ESRS stands for EMC Secure Remote Support. The main benefit of ESRS is to enable EMC to deliver proactive customer service by identyfying and addressing potential problems before there is an impact to the customer’s business.
So what is ESRS in a nutshell?
- Two-way remote connection between EMC and customer EMC products that enables:
- Remote monitoring
- Remote diagnosis and repair
- Secure, high-speed, and operates 24×7
- Included at no charge for supported products with the Enhaced or Premium Support options
OK, that’s a nutshell. There a three different approaches for installing/configuring ESRS.
ESRS Configurations
1. ESRS Gateway Client Configuration
Firstly, ESRS Gateway Client configuration. To my knowledge that is the most popular solution, mostly because it’s the most universal solution. It’s appropiriate for customer environment with a heterogeneous mix of EMC products.
For that approach you will need ESRS Gateway and possibly Policy Manager Server. Let me explain what those are.
The ESRS Gateway server provides a single instance of the ESRS application, and also a single point of failure, coordinating remote connectivity for multiple systems. In this scenario, the customer should be prepared to provide one to two Gateway servers. These can be physical servers or VMware instances running Enterprise Red Hat Linux or Windows, and must be dedicated. No additional applications should be run on the Gateway. A second Gateway server is recommended for high availability.
The optional Policy Manager requires customer-provided server, which can be physical or virtual.

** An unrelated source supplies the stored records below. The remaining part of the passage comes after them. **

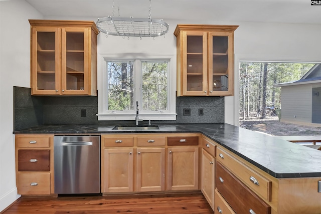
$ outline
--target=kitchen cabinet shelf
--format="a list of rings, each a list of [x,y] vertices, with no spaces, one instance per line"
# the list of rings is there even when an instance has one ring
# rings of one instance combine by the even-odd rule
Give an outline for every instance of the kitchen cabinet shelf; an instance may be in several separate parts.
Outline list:
[[[238,27],[177,26],[177,96],[234,95],[234,32]]]
[[[34,95],[97,95],[93,22],[29,20]]]

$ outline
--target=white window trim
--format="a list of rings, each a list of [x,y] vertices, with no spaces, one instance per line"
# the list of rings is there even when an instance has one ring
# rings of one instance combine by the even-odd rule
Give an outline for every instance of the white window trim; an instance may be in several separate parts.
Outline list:
[[[106,60],[124,59],[127,60],[144,59],[147,60],[169,60],[168,110],[167,111],[143,111],[139,109],[139,120],[176,120],[176,56],[173,54],[98,54],[97,88],[98,90],[98,120],[135,120],[136,109],[128,112],[107,110],[107,64]],[[136,83],[136,80],[135,80]],[[137,97],[139,85],[134,84],[134,97]],[[136,99],[136,98],[135,98]],[[138,100],[139,105],[141,101]]]

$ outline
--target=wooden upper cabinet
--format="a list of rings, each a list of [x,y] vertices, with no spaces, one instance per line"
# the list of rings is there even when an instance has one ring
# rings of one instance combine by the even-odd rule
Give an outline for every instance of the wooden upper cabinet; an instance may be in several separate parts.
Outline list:
[[[97,95],[93,22],[29,20],[33,95]]]
[[[234,32],[238,27],[177,26],[178,96],[234,95]]]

This can be any server with network connectivity to ESRS. However, it should not utilize the same physical or virtual server as the ESRS Gateway. This server does not need to be dedicated. You can use this application to:
- View and change the policy settings for managed EMC systems
- View and approve pending requests from EMC to access a system
- View and terminate remote access sessions
- Check the audit log for recent remote activity
2. ESRS IP Client Configuration
This configuration is appropriate for customer environments that only include CLARiiON or VNX products. Keep in mind that these products also support the ESRS Gateway configuration.
Here, there is no need for a dedicated Gateway. ESRS is installed directly on the CLARiiON or VNX management station, which should be a dedicated customer-supplied physical or virtual server. This server will host the ESRS software as well as other tools and utilities for CLARiiON and VNX products.
3. ESRS Device Client Configuration
This configuration is appropriate for Customer environments that only include VNXe, VNX File and Unified, as well as Symmetrix products. In this cenario, there is no need for a dedicated server and ESRS is installed directly on the EMC system. Keep in mind that these products also support the ESRS Gateway configuration. Also note that VNX Block products should also have an ESRS Device Client option in place during the second half of 2013.
Just like the other ESRS configurations, best practice includes the optional Policy Manager application on a non-dedicated server to control remote support permissions and record audit logs for all activity.
Policy Manager settings
The customer has the option to pick from four possible scenarios to manage remote access. This includes three policy manager settings:
- always allow
- never allow
- ask for approval
- no policy manager
Ask for approval is the most popular option because it allows the customer to receive notification each time EMC requests access for any remote activity. This option enables the customer to receive notification and evaluate the situation before either agreeing to or denying a remote support session.